I have a CSV file which has all of
"" (empty string),
" " (1x whitespace), and " " (2x whitespace) as missing values (horrible, I know). I tried tackling it with
CSV.File(file, missingstrings = ["", " ", " "]) but apparently whitespace characters are not allowed as I get the error sentinel value isn’t allowed to start with wh1 or wh2 characters.
Is there a workaround for that or do I just go over the file afterwards and replace the additional missings?

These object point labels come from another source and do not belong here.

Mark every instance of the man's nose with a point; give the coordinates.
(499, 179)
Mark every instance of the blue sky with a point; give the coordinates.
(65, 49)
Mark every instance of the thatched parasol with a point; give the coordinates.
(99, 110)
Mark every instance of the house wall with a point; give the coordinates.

cc @quinnj this seems like a bug in CSV
Ah, the issue here is the 2x space missingstring; by default, CSV.jl uses a single space to remove leading/trailing whitespace around numbers when parsing, and if a single space is used as
missingstring, then it doesn’t strip the leading/trailing whitespace. But in the case of 2x space, it’s not switching to not stripping whitespace, but also realizes there will be a conflict (i.e. it will try to strip whitespace, but hte sentinel value is also whitespace). Let me think of a better way we can handle this in CSV.jl. Maybe we just need to allow manually setting the “whitespace” characters to strip, because then you coudl set them to
0x00 and not get hte conflict.
Great, thanks! I also opened an issue.
If you’re allowed to modify the csv, you can find and replace with Ctrl + F. Find
," ", and replace by
,"",. As a workaround
Sure, but I’d rather not edit files manually. Also they’re 8GB each so a manual find and replace is probably not the best idea
As a workaround I can for now do a
replace!(col, " " => missing) after reading the file, but it would probably be more efficient / elegant if this could be handled in the initial parsing step.